Singer argues that it is certainly true that the birth of each child brings more suffering into the world, and that the birth of any child is neutral in its benefits/drawbacks at best. In other words, it is arguable that the birth of every child is a detriment to both the future of the human species and the planet. The reader should be aware that Singer is the current flag-bearer for utilitarianism, the ethical view that all meaningful notions of good and bad are wrapped up in the consequences of a thing or action. So, given this, it might be reasonable to argue that the totality of the goodness of the birth of a child may be measured by their carbon footprints. And, since they will inevitably add to the overall pollution of the planet, bringing them into existence is an overall moral negative. Hence, “If we would all agree to have ourselves sterilized then no sacrifices would be required — we could party our way into extinction!

To return to the original question of the piece, whether the expected quality of life is good enough to bring a child into existence, it strikes me as deeply ironic that the answer for most potential children in all the developing world is likely, “no.” If we were to implement Singer’s argument, it would result in eugenics on a scale the world has never seen against the poorest of the poor, the darkest skinned among us, and every economic and ethnic minority you can think of.
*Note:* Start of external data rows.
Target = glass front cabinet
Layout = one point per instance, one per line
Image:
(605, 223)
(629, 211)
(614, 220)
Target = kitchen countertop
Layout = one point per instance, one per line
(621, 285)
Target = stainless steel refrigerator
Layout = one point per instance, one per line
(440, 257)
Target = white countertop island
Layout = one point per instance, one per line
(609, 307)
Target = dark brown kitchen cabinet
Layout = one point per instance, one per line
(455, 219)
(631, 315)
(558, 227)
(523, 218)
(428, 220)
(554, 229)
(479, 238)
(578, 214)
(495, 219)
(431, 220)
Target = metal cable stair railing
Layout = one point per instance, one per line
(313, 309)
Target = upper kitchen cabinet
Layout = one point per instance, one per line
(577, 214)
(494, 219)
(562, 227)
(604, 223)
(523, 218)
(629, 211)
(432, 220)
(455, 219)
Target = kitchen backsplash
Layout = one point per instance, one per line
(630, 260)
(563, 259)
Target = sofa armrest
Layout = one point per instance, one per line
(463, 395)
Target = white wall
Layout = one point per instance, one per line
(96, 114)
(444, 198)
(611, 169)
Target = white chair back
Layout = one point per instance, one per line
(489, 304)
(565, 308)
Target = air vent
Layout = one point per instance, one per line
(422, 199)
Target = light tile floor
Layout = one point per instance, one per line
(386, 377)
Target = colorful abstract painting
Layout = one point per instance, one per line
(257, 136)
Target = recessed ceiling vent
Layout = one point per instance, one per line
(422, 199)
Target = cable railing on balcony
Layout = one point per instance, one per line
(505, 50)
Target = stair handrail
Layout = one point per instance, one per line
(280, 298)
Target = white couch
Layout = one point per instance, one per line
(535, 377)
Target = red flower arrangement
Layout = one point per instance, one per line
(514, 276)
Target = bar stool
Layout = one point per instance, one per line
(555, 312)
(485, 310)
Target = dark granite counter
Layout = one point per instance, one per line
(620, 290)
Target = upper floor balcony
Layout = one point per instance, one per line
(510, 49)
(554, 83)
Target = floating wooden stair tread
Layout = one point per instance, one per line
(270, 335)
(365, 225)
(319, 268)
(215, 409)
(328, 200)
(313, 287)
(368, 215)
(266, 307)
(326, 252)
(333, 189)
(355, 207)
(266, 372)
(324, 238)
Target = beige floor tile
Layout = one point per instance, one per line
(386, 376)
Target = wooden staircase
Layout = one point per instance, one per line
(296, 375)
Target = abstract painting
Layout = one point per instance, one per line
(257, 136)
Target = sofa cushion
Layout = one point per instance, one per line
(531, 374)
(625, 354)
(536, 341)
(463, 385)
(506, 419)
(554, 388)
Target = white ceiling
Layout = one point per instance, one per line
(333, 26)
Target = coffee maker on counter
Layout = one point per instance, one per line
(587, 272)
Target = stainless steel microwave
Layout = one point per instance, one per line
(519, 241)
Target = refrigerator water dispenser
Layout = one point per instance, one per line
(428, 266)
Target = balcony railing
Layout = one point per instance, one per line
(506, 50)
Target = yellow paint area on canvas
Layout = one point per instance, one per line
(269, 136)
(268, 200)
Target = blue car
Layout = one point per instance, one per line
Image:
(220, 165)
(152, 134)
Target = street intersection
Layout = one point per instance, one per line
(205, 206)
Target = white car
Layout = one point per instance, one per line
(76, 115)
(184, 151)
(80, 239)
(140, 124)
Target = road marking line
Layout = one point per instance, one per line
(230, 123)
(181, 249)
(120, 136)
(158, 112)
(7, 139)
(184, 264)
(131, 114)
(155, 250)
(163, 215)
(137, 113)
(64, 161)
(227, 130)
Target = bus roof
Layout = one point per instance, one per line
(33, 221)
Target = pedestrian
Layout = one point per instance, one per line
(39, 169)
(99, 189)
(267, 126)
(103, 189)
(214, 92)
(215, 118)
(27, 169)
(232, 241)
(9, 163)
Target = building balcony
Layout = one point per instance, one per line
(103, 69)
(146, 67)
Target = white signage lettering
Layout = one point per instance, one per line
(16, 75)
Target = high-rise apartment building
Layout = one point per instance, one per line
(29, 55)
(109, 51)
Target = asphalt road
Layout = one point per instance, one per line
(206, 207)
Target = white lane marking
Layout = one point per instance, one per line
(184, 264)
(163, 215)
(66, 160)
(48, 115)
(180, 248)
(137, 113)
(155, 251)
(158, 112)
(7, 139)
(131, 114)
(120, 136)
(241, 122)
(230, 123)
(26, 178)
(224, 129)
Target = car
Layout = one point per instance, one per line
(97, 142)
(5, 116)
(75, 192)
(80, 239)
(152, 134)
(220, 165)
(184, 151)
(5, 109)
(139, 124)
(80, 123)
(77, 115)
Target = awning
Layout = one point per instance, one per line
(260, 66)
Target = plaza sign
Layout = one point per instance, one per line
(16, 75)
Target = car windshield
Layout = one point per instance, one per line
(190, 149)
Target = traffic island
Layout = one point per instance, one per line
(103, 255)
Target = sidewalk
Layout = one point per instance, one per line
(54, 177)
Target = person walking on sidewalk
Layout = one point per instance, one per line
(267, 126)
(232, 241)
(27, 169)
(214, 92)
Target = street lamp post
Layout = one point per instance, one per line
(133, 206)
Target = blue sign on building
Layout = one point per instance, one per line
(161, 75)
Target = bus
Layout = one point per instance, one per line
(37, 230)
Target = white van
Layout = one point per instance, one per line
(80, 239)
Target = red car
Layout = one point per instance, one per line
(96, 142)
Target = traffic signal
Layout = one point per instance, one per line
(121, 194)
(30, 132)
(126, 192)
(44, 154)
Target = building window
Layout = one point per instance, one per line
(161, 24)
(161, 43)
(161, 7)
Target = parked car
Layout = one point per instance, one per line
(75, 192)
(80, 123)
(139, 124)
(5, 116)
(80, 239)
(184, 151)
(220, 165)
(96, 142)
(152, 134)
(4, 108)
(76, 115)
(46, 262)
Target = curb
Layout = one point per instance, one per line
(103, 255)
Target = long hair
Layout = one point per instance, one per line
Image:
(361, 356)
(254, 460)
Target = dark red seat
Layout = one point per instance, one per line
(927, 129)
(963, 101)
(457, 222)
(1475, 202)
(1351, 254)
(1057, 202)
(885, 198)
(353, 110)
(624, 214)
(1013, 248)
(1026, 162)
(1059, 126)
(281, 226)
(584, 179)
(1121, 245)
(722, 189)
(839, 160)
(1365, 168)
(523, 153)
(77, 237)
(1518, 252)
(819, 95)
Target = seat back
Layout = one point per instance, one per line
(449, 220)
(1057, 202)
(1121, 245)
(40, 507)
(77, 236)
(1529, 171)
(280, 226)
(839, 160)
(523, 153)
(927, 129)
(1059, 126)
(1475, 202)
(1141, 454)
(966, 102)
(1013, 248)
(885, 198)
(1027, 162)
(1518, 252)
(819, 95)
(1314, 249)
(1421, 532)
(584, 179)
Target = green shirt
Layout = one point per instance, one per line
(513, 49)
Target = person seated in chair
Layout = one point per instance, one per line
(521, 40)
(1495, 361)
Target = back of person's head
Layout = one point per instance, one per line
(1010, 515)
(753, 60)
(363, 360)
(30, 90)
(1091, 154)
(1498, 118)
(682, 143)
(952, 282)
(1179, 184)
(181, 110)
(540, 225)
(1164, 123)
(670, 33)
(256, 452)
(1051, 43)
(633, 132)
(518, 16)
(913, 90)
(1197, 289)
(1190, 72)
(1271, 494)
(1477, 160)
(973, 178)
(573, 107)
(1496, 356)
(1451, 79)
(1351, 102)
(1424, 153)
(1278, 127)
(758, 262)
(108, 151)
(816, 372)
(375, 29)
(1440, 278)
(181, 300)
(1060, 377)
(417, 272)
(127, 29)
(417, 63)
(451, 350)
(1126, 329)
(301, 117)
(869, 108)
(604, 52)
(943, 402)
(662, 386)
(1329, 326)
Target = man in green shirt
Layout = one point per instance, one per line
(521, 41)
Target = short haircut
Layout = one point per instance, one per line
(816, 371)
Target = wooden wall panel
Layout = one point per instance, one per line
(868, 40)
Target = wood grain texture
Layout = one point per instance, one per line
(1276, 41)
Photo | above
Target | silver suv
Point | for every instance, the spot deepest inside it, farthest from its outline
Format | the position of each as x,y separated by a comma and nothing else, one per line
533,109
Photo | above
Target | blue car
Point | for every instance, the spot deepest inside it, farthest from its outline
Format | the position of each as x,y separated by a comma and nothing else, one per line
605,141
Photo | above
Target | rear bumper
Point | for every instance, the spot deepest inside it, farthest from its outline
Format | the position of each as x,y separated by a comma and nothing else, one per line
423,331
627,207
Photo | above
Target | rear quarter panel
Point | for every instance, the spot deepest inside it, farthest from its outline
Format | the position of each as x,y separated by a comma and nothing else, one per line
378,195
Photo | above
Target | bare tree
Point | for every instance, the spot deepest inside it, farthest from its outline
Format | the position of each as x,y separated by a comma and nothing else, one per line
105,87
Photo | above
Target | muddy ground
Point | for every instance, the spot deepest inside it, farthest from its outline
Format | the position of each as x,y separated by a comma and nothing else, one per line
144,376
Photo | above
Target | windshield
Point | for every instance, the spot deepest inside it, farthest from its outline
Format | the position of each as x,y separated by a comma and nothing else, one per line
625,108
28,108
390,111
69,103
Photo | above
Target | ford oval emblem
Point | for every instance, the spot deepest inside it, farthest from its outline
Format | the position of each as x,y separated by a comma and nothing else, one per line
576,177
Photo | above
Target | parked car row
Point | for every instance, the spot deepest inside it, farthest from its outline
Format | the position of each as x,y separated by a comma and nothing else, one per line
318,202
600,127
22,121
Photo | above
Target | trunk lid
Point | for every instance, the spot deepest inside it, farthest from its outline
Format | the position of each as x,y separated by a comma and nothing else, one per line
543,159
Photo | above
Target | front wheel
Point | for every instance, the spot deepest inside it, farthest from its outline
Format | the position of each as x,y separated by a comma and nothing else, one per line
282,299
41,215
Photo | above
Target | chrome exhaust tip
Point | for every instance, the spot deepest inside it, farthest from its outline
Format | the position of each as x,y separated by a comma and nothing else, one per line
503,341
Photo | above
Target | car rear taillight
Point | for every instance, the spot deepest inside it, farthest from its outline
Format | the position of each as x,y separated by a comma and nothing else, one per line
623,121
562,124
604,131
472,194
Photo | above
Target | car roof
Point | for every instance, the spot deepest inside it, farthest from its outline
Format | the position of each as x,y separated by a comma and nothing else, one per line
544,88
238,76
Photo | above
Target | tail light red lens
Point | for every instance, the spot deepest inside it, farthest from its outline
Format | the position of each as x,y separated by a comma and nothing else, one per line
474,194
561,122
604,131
Surely Singer (and others) doesn’t really want to argue for that. Singer cites another philosopher who has written in depth about this.

...South African philosopher David Benatar, author of a fine book with an arresting title: “Better Never to Have Been: The Harm of Coming into Existence.” One of Benatar’s arguments trades on something like the asymmetry noted earlier. To bring into existence someone who will suffer is, Benatar argues, to harm that person, but to bring into existence someone who will have a good life is not to benefit him or her. Few of us would think it right to inflict severe suffering on an innocent child, even if that were the only way in which we could bring many other children into the world. Yet everyone will suffer to some extent, and if our species continues to reproduce, we can be sure that some future children will suffer severely. Hence continued reproduction will harm some children severely, and benefit none.

The argument is simple; the assumptions are convoluted and debatable at best. Is the environment more important than having children? That might be a false dichotomy, but Benatar assumes yes. Is the human species the most significant (possibly negative) factor on the environment? With apologies to Al Gore and the NY cocktail circuit, anthropogenic global warming is far from a settled science. Is the value of a potential child captured by either their assumed “quality of life” or impact on the environment? Absolutely not.

And finally, with a kind of “wave of the hand” and after providing some tentative arguments for stopping childbearing altogether, Singer says that’s not really what he thinks. “I do think it would be wrong to choose the non-sentient universe. In my judgment, for most people, life is worth living.”

I know it is a short article intended to provoke, but I am not sure Singer’s form of utilitarianism or general worldview can supply as robust an argument for continuing the species as it can for ending it.